Hewitt, 29, graduated from Falmouth High School and studied acting at Vassar College and The American Conservatory Theater. She now lives and works in New York City and came back to Maine to bring real-life artist Marie Louise Elisabeth Vigee, known as “Elisa,” to life.
Hewitt is not the only Maine-born actor to come back to Maine to work with Portland Stage. According to Carole Harris, marketing and public relations director for Portland Stage, many Maine actors join the company each season.
"It really depends on the needs of production and the demands of the role," she said. "We are constantly looking for the best talent and there is a lot of great talent out there that has come from Maine, is now living in Maine or is living elsewhere and has come back."
Hewitt, Harris said, auditioned her in New York and the company didn't realize she was a Mainer until later.
Hewitt said she came back to work in Portland because of the fond memories she has of going to Portland Stage to see student matinees when she was in high school.
“At that point I sort of had an inkling that I wanted to be an actor, so it was super exciting to see these amazing productions," she said. "When I got cast in this it really felt really exciting to literally be on that stage, where I had once so admired the actors."

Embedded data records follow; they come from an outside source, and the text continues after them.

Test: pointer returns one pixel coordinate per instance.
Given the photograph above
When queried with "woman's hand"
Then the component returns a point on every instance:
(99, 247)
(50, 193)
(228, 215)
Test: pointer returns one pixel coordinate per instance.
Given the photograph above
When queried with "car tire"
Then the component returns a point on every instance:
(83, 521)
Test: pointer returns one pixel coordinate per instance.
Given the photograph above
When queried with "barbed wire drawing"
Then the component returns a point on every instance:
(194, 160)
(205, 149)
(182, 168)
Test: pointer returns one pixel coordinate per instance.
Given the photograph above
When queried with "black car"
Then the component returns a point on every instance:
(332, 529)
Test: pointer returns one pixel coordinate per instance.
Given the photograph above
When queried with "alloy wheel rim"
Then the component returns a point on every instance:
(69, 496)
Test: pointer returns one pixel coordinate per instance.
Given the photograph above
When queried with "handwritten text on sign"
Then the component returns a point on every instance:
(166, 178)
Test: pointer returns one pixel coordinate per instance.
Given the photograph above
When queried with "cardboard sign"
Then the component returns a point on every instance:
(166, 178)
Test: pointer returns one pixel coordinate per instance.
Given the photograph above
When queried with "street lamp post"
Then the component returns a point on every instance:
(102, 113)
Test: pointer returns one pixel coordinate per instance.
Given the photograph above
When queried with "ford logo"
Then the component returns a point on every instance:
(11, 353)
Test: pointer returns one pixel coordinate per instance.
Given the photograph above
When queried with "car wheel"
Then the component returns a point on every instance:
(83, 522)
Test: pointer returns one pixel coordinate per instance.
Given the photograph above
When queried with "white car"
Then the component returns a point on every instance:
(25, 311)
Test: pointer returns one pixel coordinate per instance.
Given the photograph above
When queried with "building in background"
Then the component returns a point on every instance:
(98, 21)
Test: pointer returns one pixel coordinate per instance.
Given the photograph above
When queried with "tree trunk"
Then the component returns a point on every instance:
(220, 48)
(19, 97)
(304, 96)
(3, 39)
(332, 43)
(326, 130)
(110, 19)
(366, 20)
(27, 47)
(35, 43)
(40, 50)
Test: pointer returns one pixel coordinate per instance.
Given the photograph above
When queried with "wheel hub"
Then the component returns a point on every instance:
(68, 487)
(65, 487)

Hewitt's character was born in France in 1775 and rose from poverty to become a friend and favorted painter to Antoinette. In the play, Elisa uses her relationship with Count Alexis de Ligne to become close to the queen, earning her friendship.
“It’s tricky because it’s kind of like, where does the friendship come in and the ambition, negotiating with that,” Hewitt said.

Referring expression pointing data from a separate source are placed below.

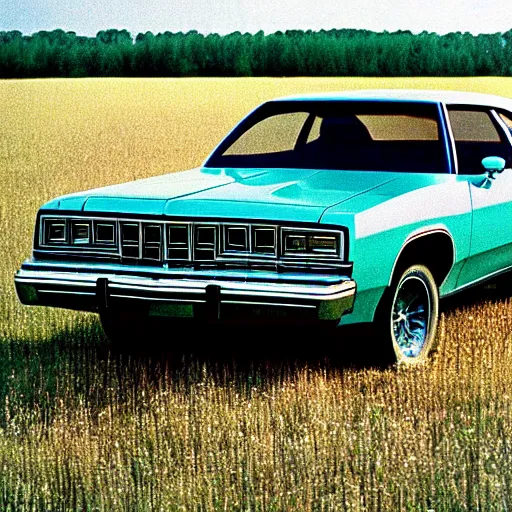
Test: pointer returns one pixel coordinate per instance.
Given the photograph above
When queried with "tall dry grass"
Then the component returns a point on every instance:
(82, 428)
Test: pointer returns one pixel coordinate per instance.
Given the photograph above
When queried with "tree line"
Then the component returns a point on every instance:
(344, 52)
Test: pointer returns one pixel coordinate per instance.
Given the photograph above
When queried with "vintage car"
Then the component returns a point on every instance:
(353, 207)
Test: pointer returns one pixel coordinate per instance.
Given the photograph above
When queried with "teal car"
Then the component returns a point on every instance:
(331, 209)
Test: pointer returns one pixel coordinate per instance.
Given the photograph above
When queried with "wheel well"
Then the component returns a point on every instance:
(434, 250)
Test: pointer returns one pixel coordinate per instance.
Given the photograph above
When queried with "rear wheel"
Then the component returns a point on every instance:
(408, 316)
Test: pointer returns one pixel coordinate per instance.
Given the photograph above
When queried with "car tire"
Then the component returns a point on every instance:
(408, 316)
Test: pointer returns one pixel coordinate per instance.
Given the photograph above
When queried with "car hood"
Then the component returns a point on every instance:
(277, 194)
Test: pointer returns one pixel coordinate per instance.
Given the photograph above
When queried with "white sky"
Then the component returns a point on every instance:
(87, 17)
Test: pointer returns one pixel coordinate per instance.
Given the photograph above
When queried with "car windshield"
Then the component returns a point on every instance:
(348, 135)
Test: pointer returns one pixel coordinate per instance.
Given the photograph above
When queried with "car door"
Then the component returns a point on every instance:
(479, 133)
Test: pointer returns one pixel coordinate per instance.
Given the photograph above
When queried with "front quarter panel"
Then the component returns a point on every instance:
(384, 222)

Plays like "Marie Antoinette: The Color of Flesh" offer characters that Hewitt said she especially loves to play. She said she enjoys getting the chance to lose herself in a character.
“The parts that I love to play are the ones where I’m completely immersed in the world and in the character, so much so that I wake up in the middle of the night thinking about a moment or a line,” she said. “In this play it would be sort of hard not to be consumed because the world is so specific, the language is so specific and the parts are so huge.”
“I think that Elisa battles with herself in the way that we all do, in the way that I know I do,” she continued. “In terms of exploding with anger or passion or being frustrated or lying about things and it feels much more ripe in that way than some other roles that I have played and I relate to that because none of user are just one thing and its nice to have a character that has so many complexities; a sort of fraught character.”
Hewitt shares the stage with actors Ellen Adair (Marie Antoinette) and Tony Roach (Count Alexis de Ligne). She said the play, based on a love triangle between her character, the Count and Marie, will get the audience to think and respond emotionally.
“I love plays that have an intellectual and thoughtful side and also a really strong emotional life; I think that, ideally, all plays should,” she said. “And I think that this play is so strong with both of those that he audience will respond really well. They’re gonna feel things and their gonna think about things, which is always good.”